Is there something wrong with this?

A

Adrian

When I try this on MS C++2005 it takes the bad stream branch, and I
have no idea why. Borland and Gcc both do what I would expect.

Have I done something stupid?

#include <iostream>
#include <string>
#include <sstream>

int main()
{
int x=0;
std::string s("17,17,0,C,TOR,129/143");

std::istringstream strm(s);

strm >> x;

if(strm.good())
{
std::cout << x;
}
else
{
std::cout << "bad stream";
}

return 0;
}
 
A

Alf P. Steinbach

* Adrian:
When I try this on MS C++2005 it takes the bad stream branch, and I have
no idea why. Borland and Gcc both do what I would expect.

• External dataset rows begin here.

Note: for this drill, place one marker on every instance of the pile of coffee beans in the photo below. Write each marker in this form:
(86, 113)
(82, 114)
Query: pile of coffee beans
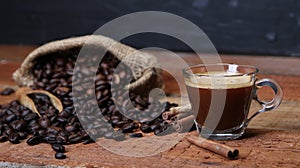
(55, 73)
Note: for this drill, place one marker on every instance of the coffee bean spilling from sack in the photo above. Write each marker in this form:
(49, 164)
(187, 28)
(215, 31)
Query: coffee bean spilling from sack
(54, 74)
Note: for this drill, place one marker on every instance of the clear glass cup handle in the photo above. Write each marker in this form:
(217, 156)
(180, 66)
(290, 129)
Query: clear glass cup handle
(270, 105)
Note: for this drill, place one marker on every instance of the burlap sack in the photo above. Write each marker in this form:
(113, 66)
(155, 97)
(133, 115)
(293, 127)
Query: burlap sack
(141, 63)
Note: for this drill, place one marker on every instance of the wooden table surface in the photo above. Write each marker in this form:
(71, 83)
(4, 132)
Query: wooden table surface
(272, 138)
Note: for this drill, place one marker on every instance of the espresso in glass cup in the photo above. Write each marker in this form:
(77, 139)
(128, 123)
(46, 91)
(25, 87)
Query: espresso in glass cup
(221, 95)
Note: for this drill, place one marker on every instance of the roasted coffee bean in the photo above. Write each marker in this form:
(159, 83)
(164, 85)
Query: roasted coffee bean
(3, 138)
(145, 128)
(8, 131)
(50, 139)
(30, 116)
(128, 128)
(75, 138)
(53, 130)
(108, 135)
(154, 126)
(19, 125)
(118, 136)
(136, 135)
(59, 155)
(88, 141)
(10, 118)
(71, 128)
(14, 138)
(157, 131)
(40, 132)
(61, 119)
(44, 122)
(23, 135)
(58, 148)
(7, 91)
(34, 140)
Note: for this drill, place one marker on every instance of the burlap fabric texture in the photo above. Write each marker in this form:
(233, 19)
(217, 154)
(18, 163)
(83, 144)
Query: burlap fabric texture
(142, 64)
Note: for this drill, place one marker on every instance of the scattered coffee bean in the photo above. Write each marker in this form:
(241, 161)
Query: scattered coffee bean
(34, 140)
(136, 135)
(14, 138)
(7, 91)
(58, 148)
(3, 138)
(59, 155)
(88, 141)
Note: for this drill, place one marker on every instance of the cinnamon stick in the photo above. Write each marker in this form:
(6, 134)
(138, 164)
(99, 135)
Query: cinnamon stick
(215, 147)
(184, 110)
(181, 109)
(183, 124)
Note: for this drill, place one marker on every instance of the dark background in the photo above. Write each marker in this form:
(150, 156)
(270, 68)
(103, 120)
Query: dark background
(234, 26)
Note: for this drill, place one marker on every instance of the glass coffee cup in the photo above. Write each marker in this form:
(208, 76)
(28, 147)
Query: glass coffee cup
(221, 95)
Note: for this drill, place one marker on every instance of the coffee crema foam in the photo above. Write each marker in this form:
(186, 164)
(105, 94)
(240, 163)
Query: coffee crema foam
(219, 80)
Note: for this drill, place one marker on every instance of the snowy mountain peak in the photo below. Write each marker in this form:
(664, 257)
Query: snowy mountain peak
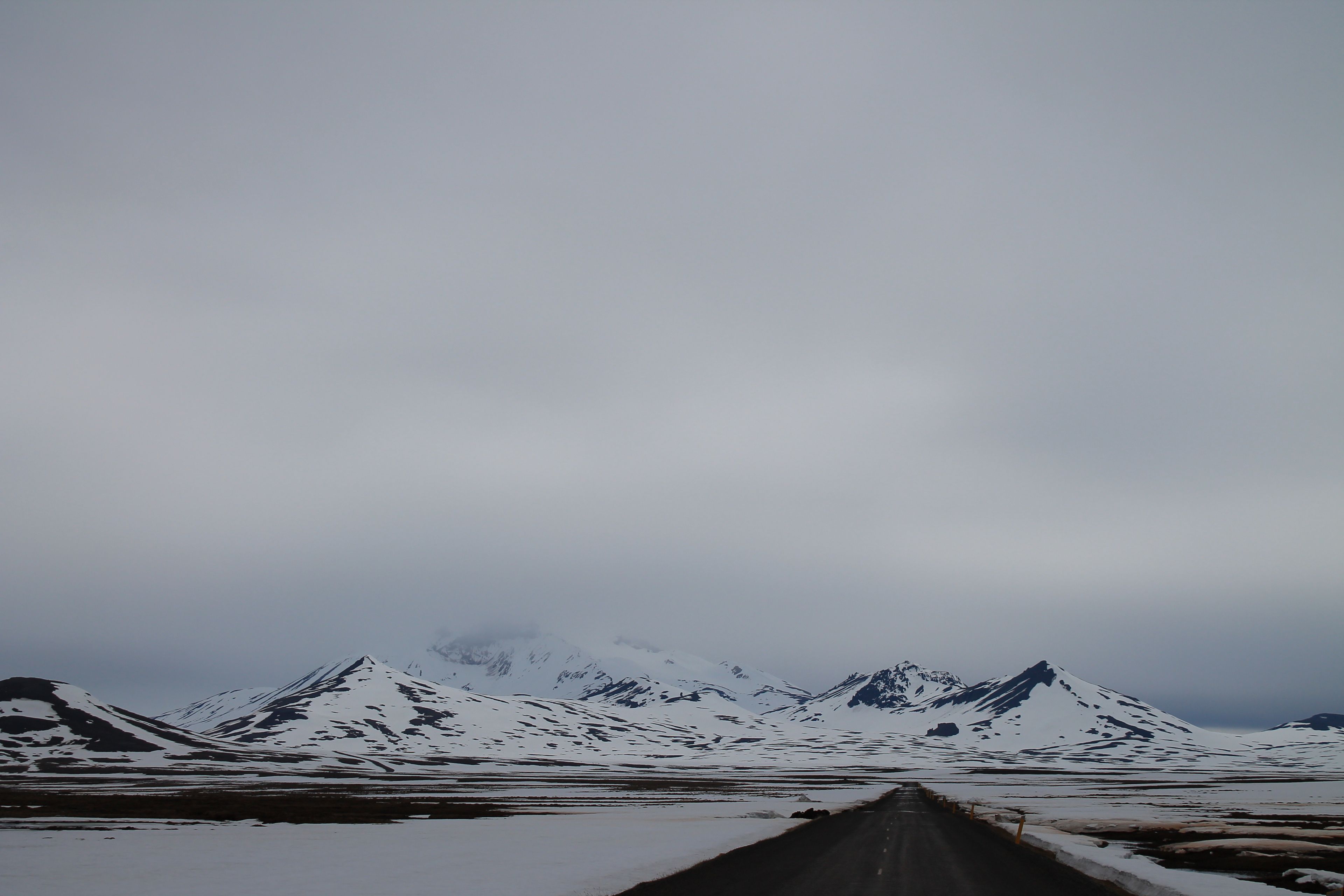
(623, 672)
(886, 691)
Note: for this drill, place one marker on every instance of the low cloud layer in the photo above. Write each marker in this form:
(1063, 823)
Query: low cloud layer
(818, 338)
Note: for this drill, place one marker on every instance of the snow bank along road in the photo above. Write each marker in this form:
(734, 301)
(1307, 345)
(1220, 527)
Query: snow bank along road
(897, 846)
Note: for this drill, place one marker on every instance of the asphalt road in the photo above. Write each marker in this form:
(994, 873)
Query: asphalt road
(899, 844)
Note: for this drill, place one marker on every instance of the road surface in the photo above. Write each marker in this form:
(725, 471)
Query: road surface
(899, 846)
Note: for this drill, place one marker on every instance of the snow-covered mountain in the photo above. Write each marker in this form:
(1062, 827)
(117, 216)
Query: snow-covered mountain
(51, 726)
(875, 694)
(361, 715)
(206, 714)
(374, 711)
(619, 672)
(1041, 708)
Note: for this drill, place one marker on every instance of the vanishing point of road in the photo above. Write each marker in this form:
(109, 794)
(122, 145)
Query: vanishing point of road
(899, 846)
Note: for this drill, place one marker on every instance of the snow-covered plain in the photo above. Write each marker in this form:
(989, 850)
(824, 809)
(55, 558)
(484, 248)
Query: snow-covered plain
(623, 769)
(589, 847)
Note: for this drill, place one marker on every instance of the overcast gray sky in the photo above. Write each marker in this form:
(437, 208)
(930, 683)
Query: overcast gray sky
(815, 336)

Have I done something stupid?

#include <iostream>
#include <string>
#include <sstream>

int main()
{
int x=0;
std::string s("17,17,0,C,TOR,129/143");

std::istringstream strm(s);

strm >> x;

if(strm.good())
{
std::cout << x;
}
else
{
std::cout << "bad stream";
}

return 0;
}

good() is not the opposite of fail().

Yeah, it's stupid.

But that's the way it is.
 
N

Noah Roberts

Alf said:
* Adrian:

good() is not the opposite of fail().

Yeah, it's stupid.

But that's the way it is

According to Josutis goodbit means that all the rest are off. That
means one of eofbit, failbit, or badbit must be set. It seems to me
that none of those apply; the value of x should be 17 and the next
character in the stream should be ',' no?
 
N

Nate Silva

Adrian said:
int x=0;
std::string s("17,17,0,C,TOR,129/143");

std::istringstream strm(s);

strm >> x;

Microsoft C++ thinks the comma is a thousands separator.